【学习笔记】莫比乌斯反演套路总结
基本套路
\[\sum_{i=1}^n\sum_{j=1}^m\mathrm{lcm}(i,j) \]
\[\begin{aligned}
&\sum_{i=1}^n\sum_{j=1}^m\mathrm{lcm}(i,j)\\
=&\sum_{i=1}^n\sum_{j=1}^m\frac{ij}{\gcd(i,j)}\\
=&\sum_{d=1}^{\min(n,m)}\sum_{i=1}^{\lfloor\frac{n}{d}\rfloor}\sum_{j=1}^{\lfloor\frac{m}{d}\rfloor}ijd[\gcd(i,j)=1]
&\text{套路1:枚举}\gcd(i,j)\\
=&\sum_{d=1}^{\min(n,m)}d\sum_{i=1}^{\lfloor\frac{n}{d}\rfloor}\sum_{j=1}^{\lfloor\frac{m}{d}\rfloor}ij\sum_{k|\gcd(i,j)}\mu(k)
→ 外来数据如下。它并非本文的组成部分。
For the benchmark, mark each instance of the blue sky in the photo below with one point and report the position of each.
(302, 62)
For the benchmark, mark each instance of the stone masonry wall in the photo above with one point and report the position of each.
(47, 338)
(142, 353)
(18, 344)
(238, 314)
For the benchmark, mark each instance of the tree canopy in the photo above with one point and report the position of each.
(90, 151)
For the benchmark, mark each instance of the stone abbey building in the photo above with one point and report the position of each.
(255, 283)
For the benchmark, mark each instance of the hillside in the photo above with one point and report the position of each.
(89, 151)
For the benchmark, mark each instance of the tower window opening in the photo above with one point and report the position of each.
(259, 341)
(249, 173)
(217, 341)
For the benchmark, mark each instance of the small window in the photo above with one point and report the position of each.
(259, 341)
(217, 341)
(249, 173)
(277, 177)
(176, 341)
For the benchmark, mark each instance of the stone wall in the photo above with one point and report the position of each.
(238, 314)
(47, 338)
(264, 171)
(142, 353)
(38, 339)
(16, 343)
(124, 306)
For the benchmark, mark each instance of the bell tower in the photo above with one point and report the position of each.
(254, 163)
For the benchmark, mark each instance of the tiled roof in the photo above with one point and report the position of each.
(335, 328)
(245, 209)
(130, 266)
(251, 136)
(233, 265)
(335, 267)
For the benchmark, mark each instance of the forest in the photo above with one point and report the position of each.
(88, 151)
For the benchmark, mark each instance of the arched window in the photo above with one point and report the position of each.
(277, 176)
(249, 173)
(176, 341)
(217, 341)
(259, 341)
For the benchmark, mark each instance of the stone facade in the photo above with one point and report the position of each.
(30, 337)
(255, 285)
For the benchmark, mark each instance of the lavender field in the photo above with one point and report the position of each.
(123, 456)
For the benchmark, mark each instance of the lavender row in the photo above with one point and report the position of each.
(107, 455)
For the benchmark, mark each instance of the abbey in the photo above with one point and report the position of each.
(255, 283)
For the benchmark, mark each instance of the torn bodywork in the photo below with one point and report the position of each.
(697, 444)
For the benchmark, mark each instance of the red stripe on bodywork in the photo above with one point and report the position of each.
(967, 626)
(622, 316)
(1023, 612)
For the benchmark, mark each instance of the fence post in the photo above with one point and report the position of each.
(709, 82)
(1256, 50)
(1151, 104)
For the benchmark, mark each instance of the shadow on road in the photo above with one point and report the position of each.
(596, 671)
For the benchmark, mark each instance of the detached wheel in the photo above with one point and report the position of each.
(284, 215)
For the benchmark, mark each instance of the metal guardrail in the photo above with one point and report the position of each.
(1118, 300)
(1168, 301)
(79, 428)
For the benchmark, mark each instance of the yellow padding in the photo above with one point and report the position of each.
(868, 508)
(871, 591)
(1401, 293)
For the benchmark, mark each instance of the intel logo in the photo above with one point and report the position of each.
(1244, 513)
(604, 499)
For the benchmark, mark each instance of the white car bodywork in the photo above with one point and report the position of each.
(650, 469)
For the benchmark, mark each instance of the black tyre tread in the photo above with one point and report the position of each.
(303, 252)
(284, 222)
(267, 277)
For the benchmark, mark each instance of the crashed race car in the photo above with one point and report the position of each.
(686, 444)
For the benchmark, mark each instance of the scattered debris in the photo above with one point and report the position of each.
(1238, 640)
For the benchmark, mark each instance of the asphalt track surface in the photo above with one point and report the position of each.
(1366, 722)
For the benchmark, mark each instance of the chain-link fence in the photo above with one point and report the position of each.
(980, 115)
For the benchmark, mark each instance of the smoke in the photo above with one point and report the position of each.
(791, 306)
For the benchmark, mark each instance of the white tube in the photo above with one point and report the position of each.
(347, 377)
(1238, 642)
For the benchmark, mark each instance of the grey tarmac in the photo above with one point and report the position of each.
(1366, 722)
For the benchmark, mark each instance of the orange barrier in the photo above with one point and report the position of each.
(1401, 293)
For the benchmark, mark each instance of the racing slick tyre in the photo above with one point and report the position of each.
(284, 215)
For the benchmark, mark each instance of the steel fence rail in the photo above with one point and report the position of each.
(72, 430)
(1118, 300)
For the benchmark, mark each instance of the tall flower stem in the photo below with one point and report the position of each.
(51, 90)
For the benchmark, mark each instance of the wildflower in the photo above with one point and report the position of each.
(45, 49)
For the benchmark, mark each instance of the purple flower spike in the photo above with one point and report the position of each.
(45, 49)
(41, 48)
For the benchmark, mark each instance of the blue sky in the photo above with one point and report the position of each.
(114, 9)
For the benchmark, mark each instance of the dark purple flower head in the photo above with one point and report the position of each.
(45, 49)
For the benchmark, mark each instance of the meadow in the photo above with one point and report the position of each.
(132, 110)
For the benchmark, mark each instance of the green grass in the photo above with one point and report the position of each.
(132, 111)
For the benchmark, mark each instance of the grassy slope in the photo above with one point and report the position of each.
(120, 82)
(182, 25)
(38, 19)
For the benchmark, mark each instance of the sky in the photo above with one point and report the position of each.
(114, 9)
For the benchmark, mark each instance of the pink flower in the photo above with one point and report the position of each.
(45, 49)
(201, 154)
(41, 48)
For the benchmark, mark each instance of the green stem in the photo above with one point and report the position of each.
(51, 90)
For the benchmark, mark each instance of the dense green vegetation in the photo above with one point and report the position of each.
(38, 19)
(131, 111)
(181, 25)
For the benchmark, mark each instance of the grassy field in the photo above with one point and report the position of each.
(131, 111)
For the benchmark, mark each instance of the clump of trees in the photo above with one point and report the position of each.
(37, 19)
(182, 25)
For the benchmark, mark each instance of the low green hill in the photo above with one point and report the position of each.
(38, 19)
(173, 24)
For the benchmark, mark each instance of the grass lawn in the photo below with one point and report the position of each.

&\text{套路2:拆开}[\gcd(i,j)=1]\\
=&\sum_{d=1}^{\min(n,m)}d\sum_{k=1}^{\frac{\min(n,m)}{d}}k^2\mu(k)\sum_{i=1}^{\lfloor\frac{n}{kd}\rfloor}\sum_{j=1}^{\lfloor\frac{m}{kd}\rfloor}ij\\
=&\sum_{d=1}^{\min(n,m)}d\sum_{k=1}^{\frac{\min(n,m)}{d}}k^2\mu(k)\sum_{i=1}^{\lfloor\frac{n}{kd}\rfloor}i\sum_{j=1}^{\lfloor\frac{m}{kd}\rfloor}j
&\text{套路3:枚举}k\\
=&\sum_{d=1}^{\min(n,m)}d\sum_{k=1}^{\frac{\min(n,m)}{d}}k^2\mu(k)\frac{\lfloor\frac{n}{kd}\rfloor(\lfloor\frac{n}{kd}\rfloor+1)}{2}\times\frac{\lfloor\frac{m}{kd}\rfloor(\lfloor\frac{m}{kd}\rfloor+1)}{2}\\
=&\sum_{T=1}^{\min(n,m)}\sum_{k|T}\frac{T}{k}\times k^2\mu(k)\frac{\lfloor\frac{n}{T}\rfloor(\lfloor\frac{n}{T}\rfloor+1)}{2}\times\frac{\lfloor\frac{m}{T}\rfloor(\lfloor\frac{m}{T}\rfloor+1)}{2}
&\text{套路4:设}T=kd\\
=&\sum_{T=1}^{\min(n,m)}T\times \frac{\lfloor\frac{n}{T}\rfloor(\lfloor\frac{n}{T}\rfloor+1)}{2}\times\frac{\lfloor\frac{m}{T}\rfloor(\lfloor\frac{m}{T}\rfloor+1)}{2}\sum_{k|T}k\mu(k)\\
\end{aligned}\]
\(O(n\log n)\) 暴力计算出 \(g(T)=\sum_{k\mid T}k\mu(k)\) 的前缀和, 再进行数论分块即可。
拆函数
\[\varphi(ij)=\frac{\varphi(i)\varphi(j)}{\varphi(\gcd(i,j))}\times \gcd(i,j)
\]
\[\mu(ij)=\mu(i)\mu(j)[\gcd(i,j)=1]
\]
\[d(ij)=\sum_{x|i}\sum_{y|j}[\gcd(x,y)=1]
\]
线性筛求函数前缀和
于神之怒加强版
前部分省略。
最后需要求一个函数的前缀和:\[g(T)=\sum_{d|T}d^k\mu(\frac{T}{d}) \]
两个积性函数的卷积也是积性函数,可以将 \(g(T)\) 拆为 \(\prod{g(p_i^{c_i})}\)。
\[\begin{aligned}
g(T)&=\prod g(p_i^{c_i})\\
&=\prod (p_i^{k\times (c_i-1)}\times \mu(p_i)+p_i^{k\times c_i}\times \mu(i))\\
&=\prod (p_i^{k\times (c_i-1)}\times (p_i^k-1))
\end{aligned}\]
因为线性筛是不断乘质因子的过程,所以这样就可以线性筛求出这个函数。